While Gov. Roy Cooper has held out hope that students might return May 18 for a last few weeks of class time and graduation ceremonies, CMS Superintendent Earnest Winston said the risk is too great to move ahead with big gatherings at prom time.
CMS has also exempted all students from midterm exams.
But top CMS officials said Tuesday they still can’t answer the biggest question: How will the next seven weeks of learning from home work?
Winston said the state has to provide the guidelines for switching into long-term learning-from-home mode. After a Tuesday morning call between state officials and local superintendents, he said, a lot of questions remain.
"We want answers. Our families want answers," Winston said. "And as soon as we get that information we’ll be providing updates to the board and families and members of our community."

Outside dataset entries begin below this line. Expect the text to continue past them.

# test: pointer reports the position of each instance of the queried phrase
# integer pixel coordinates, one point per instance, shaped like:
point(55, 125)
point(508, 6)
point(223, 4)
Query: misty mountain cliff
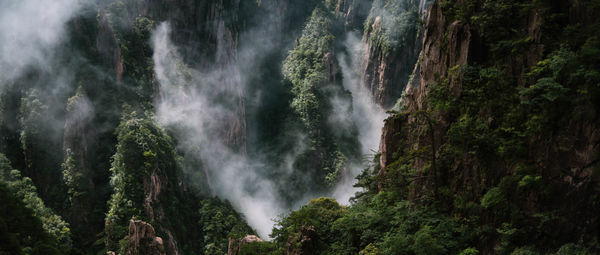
point(260, 127)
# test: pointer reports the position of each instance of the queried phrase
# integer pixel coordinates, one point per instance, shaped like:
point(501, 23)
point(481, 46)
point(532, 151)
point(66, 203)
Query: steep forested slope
point(188, 126)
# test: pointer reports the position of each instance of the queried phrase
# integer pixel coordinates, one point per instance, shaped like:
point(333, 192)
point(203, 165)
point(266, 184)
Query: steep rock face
point(235, 245)
point(354, 12)
point(143, 240)
point(80, 142)
point(392, 49)
point(564, 159)
point(108, 47)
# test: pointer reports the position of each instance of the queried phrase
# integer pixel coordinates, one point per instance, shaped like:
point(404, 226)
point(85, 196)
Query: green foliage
point(21, 232)
point(23, 189)
point(312, 87)
point(392, 24)
point(143, 149)
point(258, 248)
point(319, 213)
point(219, 221)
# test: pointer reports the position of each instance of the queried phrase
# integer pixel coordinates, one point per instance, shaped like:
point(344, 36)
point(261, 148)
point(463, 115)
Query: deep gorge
point(299, 127)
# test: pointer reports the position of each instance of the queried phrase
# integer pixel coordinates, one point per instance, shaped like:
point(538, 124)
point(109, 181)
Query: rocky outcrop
point(390, 140)
point(390, 57)
point(235, 245)
point(563, 159)
point(108, 47)
point(353, 12)
point(80, 143)
point(143, 240)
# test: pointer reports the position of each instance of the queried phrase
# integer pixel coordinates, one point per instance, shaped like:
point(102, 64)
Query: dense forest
point(295, 127)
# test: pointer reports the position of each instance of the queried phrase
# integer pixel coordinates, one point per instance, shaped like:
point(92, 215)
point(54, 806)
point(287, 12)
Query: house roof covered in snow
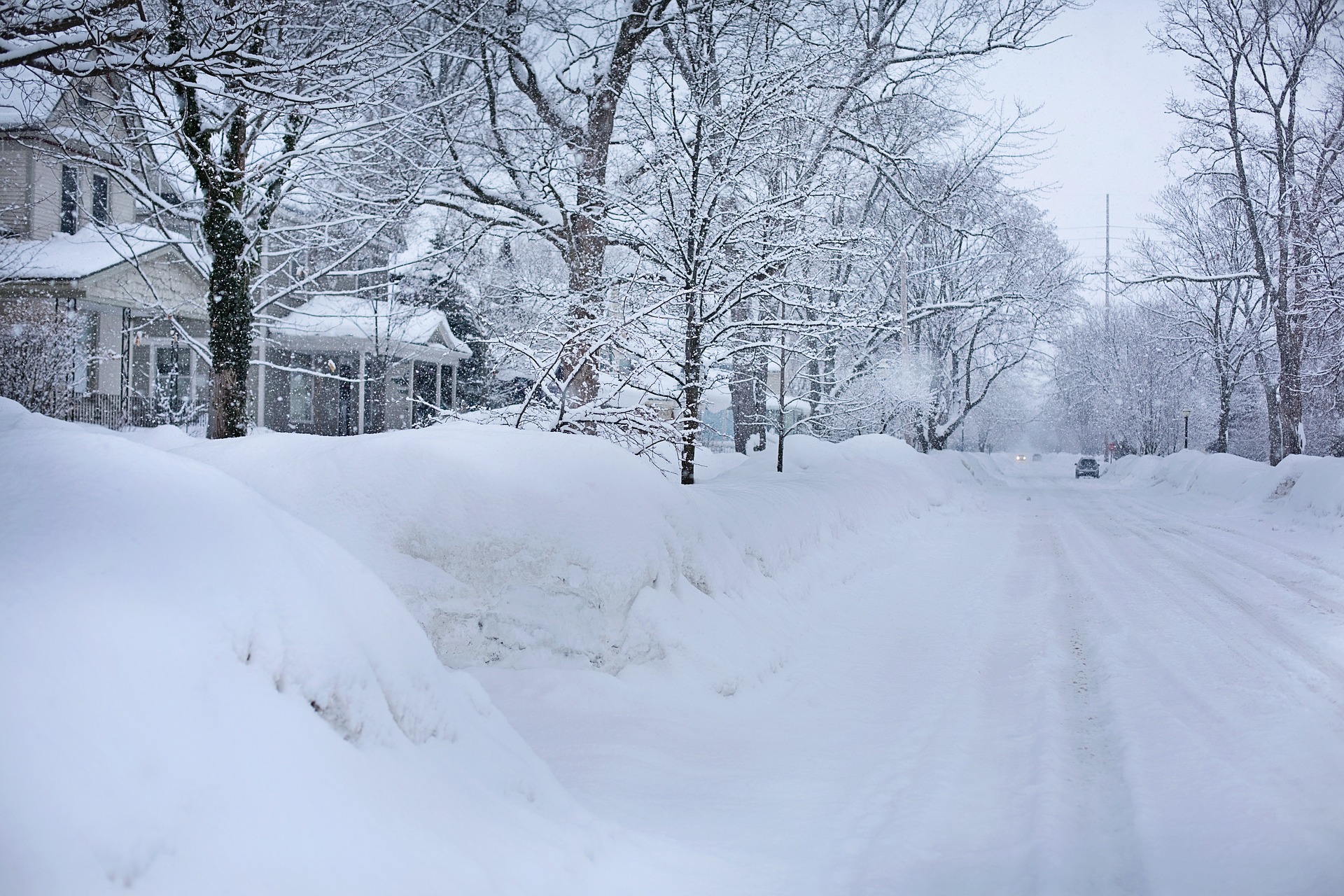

Board member Margaret Marshall said no one should be surprised that questions remain, given the speed and scope of converting to education based on digital connections instead of classrooms.
"In two weeks, we have basically upended public education in every way that it has been delivered for probably 300 years," she said.
Winston and his staff told the CMS board that once state decisions come through, schools will be ready to offer real class work – as opposed to the ungraded “supplemental” work happening now – as early as Monday.